The National Electrical Contractors Association (NECA) welcomed more than 6,800 members of the electrical construction industry and hundreds of exhibitors to NECA 2016 Boston for four days of education, networking and inspiration.
The trade show floor at the Boston Convention and Exposition Center featured more than 300 exhibitors. The opening reception was held at the Museum of Science and treated guests to exhibits, encounters and cuisine inspired by the regional elements of New England.
Walt Parkes, owner of O’Connell Electric Company in Victor, N.Y., stated he appreciated hearing the message from former Boston Police Chief Daniel Linskey. Attendees of the sold out Graybar sponsored preconvention workshop, Electrical Contractor 101, had positive reviews. Cathy Coffman, who works with the San Francisco Chapter, NECA, agreed that the speakers shared informative messages.
Entrepreneur and philanthropist Mick Ebeling gave a keynote address at the closing general session. Ebeling, who founded Not Impossible Labs, works with a team on projects to help people around the world. He talked about the concept of helping one to help many. “How do we take technology and modify it so it advances society?” he asks.
Ebeling has worked on efforts such as creating a device that allowed a young man stricken with ALS to draw with his eyes. Another project led Ebeling to Africa, where a South Sudan boy named Daniel had lost both arms during the ongoing civil war in the nation. His team eventually built an arm for Daniel and taught his community how to build them for others.
“What we realized is that impossible is a temporary state,” he says.
To open the convention, presidential historian Doris Kearns Goodwin recounted her experiences with presidents past and present – and possibly future — and touched on the 2016 race for the White House during her keynote speech.

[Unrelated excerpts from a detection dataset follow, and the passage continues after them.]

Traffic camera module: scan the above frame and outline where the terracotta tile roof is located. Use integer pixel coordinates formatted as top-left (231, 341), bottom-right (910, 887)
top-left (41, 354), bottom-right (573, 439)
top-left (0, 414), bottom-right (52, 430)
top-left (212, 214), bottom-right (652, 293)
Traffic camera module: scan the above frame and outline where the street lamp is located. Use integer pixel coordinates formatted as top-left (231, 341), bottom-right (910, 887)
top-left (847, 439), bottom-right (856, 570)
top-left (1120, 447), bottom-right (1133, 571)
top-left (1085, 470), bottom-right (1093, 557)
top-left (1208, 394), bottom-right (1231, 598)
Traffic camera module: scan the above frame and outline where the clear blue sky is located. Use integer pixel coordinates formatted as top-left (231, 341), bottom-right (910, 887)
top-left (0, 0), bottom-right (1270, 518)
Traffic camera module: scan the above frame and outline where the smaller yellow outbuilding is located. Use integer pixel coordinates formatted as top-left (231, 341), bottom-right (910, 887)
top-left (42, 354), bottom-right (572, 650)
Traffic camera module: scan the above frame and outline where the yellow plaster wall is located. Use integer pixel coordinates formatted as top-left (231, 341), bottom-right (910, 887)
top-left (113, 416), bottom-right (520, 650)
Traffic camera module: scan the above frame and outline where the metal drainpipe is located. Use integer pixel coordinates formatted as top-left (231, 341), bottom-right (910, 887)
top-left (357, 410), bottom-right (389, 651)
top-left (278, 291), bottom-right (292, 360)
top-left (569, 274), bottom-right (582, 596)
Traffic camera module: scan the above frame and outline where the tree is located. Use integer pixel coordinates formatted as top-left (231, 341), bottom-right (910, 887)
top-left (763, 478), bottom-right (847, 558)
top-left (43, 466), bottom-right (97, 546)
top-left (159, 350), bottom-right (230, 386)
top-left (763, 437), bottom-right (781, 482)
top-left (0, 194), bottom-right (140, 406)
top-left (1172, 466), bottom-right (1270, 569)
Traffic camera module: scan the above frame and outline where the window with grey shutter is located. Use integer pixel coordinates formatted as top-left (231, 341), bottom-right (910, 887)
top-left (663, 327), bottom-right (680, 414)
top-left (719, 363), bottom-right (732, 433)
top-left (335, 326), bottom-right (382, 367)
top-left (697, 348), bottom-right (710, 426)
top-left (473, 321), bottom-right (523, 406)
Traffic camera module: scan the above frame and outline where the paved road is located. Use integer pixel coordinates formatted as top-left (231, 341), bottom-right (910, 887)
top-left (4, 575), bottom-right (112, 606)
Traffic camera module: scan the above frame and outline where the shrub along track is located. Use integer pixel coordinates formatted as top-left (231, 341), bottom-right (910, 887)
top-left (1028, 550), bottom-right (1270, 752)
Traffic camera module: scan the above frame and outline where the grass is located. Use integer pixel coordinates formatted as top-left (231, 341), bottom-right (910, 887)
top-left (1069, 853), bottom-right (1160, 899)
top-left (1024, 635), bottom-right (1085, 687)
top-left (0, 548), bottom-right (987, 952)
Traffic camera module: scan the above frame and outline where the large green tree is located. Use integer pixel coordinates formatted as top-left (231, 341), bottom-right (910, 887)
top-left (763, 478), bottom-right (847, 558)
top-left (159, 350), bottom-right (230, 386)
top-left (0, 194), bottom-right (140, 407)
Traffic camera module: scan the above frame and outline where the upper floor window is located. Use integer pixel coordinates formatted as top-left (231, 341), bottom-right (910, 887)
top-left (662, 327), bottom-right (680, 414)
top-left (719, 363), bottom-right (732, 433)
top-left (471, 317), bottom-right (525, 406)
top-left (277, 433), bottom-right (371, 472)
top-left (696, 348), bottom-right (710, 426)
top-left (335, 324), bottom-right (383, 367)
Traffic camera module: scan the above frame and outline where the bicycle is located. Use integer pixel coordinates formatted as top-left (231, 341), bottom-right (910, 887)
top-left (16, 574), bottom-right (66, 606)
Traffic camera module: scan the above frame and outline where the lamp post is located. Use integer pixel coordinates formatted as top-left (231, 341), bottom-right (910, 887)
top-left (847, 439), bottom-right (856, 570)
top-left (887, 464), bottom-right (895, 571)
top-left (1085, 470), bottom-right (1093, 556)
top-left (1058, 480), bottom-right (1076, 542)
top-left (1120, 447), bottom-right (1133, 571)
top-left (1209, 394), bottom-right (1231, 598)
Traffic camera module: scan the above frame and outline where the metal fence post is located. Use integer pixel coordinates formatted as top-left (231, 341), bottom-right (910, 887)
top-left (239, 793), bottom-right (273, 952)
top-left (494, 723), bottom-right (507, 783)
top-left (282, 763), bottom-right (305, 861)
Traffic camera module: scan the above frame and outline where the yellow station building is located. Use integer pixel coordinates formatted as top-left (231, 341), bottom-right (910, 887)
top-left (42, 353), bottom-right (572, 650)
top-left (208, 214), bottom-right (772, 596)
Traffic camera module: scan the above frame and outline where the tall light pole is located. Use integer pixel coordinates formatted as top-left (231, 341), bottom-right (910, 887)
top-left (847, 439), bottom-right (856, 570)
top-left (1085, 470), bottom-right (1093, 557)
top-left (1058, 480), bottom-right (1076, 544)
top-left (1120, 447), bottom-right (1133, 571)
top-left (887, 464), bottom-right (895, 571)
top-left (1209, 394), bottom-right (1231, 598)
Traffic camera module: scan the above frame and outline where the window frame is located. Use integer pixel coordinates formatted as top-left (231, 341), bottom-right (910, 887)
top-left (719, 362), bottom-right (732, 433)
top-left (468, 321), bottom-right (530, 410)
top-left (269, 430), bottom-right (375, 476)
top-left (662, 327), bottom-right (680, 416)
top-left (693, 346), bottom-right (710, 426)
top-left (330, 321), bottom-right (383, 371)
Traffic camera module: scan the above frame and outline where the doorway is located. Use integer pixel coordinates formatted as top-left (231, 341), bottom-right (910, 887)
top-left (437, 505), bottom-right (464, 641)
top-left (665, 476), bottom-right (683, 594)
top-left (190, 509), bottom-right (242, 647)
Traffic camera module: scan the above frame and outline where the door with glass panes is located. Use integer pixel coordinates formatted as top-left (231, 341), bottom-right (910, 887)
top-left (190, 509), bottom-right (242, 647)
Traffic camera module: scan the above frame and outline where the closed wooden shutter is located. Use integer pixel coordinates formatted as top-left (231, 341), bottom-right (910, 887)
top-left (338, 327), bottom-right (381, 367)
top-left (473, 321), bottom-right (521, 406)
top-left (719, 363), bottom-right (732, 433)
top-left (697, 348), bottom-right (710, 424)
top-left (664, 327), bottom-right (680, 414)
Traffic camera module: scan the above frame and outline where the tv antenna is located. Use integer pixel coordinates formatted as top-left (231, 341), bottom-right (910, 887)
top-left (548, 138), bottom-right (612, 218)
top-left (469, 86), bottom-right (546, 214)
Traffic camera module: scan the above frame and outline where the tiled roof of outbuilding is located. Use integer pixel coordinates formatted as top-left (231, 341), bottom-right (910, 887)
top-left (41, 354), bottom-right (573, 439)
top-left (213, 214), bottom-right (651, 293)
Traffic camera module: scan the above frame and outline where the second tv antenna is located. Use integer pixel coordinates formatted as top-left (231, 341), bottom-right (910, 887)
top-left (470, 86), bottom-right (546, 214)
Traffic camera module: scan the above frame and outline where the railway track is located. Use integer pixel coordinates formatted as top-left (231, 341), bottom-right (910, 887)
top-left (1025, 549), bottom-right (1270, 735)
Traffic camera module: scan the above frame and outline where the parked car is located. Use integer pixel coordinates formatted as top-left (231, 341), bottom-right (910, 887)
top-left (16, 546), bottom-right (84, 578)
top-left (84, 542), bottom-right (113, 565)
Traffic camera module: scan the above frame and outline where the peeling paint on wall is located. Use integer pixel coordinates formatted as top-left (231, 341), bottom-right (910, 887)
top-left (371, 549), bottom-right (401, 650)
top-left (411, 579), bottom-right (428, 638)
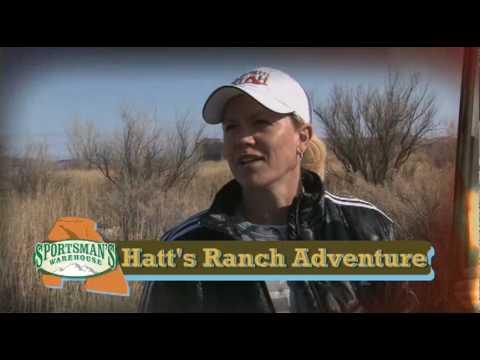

A former White House intern who worked closely with President Lyndon Johnson in the 1960s, Goodwin noted the changes she has noticed in the political discourse. She commented about the present day relationship between the presidency and congress. “You’ve got to make that link,” she states. “Bring people to the White House, and get out of Washington.”
Jack Fiora, of Fiora Electrical Construction in Meriden, Conn., says the high point for him is spending time on the trade show floor. “I like seeing all of the gadgets and the showstoppers,” he says.
NECA CEO John Grau hit on that theme during the closing general session, saying technology is disrupting contractors’ businesses. “The term ‘disruptive technology’ is appropriate,” he says, adding that dealing with technology was a challenge he keeps hearing from members of the industry. “We need to seek out outside experts,” he continues. “Lack of industry knowledge is a plus.”
Greg Long, chairman of ELECTRI International, also gave an update on the state of the foundation, which he said is “strong.” He stated every project begins with a conversation. “We want you to be a part of the conversation,” Long tells the audience. Contractors can download the ELECTRI mobile app, which will help them get more out of their businesses.
The convention capped the event off with an evening of music featuring a private concert by the Boston Pops Swing Orchestra at the Symphony Hall.
Many contractors said they will return next year for NECA 2017 Seattle.